If you want to do a quick test of the Hive metastore by specifying connection API in your application, you can use the convenience API shown in the following PySpark example.

In this example, there is no need to pass any Hive metastore parameters to your application. The call to SparkSessionWithDataengine.enableDataengine will initialize the connections to without the additional Hive metastore parameters.

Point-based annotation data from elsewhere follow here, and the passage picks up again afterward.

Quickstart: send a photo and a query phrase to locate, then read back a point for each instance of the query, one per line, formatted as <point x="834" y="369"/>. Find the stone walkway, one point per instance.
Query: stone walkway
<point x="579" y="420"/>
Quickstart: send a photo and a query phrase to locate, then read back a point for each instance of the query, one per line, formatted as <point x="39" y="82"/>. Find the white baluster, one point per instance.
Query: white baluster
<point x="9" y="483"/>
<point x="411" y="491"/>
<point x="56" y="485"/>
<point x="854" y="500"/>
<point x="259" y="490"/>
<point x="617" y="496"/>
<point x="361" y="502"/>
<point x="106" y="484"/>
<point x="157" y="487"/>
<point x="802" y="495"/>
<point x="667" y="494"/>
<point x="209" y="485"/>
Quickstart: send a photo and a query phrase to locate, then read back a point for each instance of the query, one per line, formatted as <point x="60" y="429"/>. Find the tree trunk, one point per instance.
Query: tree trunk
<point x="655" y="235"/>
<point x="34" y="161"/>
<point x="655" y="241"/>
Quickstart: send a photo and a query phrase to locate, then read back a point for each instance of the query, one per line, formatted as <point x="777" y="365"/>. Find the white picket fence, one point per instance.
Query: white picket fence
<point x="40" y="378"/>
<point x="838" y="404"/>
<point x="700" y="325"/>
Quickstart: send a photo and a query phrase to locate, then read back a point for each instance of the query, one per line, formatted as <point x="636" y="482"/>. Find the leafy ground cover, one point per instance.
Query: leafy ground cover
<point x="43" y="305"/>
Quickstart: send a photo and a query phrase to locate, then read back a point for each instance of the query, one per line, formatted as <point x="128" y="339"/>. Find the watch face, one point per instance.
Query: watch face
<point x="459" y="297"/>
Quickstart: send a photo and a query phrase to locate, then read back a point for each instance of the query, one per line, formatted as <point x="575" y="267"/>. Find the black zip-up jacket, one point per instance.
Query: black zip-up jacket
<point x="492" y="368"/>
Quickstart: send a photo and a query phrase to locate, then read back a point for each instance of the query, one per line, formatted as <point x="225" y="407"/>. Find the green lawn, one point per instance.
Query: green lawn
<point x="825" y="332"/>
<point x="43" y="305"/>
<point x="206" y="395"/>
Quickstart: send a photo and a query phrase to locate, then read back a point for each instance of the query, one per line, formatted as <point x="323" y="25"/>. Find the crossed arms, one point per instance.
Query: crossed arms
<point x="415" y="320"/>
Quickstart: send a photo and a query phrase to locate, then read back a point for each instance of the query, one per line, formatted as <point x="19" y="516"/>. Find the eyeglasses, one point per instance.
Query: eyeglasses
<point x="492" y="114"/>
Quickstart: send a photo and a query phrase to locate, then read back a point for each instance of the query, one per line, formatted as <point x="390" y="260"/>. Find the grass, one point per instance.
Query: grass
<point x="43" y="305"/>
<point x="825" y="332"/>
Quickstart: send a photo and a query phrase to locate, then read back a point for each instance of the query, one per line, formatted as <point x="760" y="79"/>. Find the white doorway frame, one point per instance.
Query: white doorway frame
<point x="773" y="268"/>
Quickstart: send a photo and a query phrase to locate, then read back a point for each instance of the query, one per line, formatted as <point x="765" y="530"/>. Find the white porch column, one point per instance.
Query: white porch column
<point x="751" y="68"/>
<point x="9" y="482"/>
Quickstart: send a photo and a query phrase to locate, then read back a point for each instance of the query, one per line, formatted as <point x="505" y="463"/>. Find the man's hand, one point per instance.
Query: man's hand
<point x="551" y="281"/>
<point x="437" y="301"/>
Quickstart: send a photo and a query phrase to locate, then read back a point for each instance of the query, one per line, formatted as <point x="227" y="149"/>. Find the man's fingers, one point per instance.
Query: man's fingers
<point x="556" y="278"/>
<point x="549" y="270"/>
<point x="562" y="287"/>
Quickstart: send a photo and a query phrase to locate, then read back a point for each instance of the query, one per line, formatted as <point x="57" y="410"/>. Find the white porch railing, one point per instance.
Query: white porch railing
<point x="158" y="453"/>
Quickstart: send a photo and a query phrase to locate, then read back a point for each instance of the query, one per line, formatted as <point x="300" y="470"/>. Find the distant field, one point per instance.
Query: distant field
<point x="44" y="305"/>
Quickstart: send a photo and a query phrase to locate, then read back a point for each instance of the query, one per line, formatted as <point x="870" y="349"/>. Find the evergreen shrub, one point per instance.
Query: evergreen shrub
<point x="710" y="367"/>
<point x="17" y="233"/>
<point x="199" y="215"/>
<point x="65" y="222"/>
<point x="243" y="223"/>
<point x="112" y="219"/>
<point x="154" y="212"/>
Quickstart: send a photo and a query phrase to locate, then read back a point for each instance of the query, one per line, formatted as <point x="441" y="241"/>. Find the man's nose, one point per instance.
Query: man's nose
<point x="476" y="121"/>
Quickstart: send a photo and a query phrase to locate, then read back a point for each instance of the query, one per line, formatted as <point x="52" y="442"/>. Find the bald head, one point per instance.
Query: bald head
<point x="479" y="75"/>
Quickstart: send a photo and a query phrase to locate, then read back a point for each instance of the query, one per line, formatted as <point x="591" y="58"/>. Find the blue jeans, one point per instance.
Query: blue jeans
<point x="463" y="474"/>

dataengine-job-convenience_api.py:

from dataengine import SparkSessionWithDataengine
from pyspark.sql import SQLContext
import sys
 from pyspark.sql import SparkSession
import time

def dataengine_table_test(spark,sc):
  tablesDF=spark.sql("SHOW TABLES")
  tablesDF.show()
  statesDF=spark.sql("SELECT * from COUNTRIESCAPITALS");
  statesDF.show()

def main():
  if __name__ == '__main__':
    if len (sys.argv) < 2:
        exit(1)
    else:
        crn = sys.argv[1]
        apikey = sys.argv[2]
        session_builder = SparkSessionWithDataengine.enableDataengine(crn, apikey, "public", "/opt/ibm/connectors/data-engine/hms-client")
        spark = session_builder.appName("Spark DataEngine integration test").getOrCreate()
        sc = spark.sparkContext
        dataengine_table_test (spark,sc)

if __name__ == '__main__':
  main()

The following is the payload for the convenience dataengine-job-convenience_api.py:

{
    "application_details": {
        "conf": {
            "spark.hadoop.fs.cos.us-geo.endpoint": "CHANGEME",
            "spark.hadoop.fs.cos.us-geo.access.key": "CHANGEME",
            "spark.hadoop.fs.cos.us-geo.secret.key": "CHANGEME"
        },
        "application": "cos://mybucket.us-geo/dataengine-job-convenience_api.py",
        "arguments": ["crn:v1:bluemix:public:sql-query:us-south:a/<CRN-DATA-ENGINE-INSTANCE>::","<APIKEY-WITH-ACCESS-TO-DATA-ENGINE-INSTANCE>"]
    }
}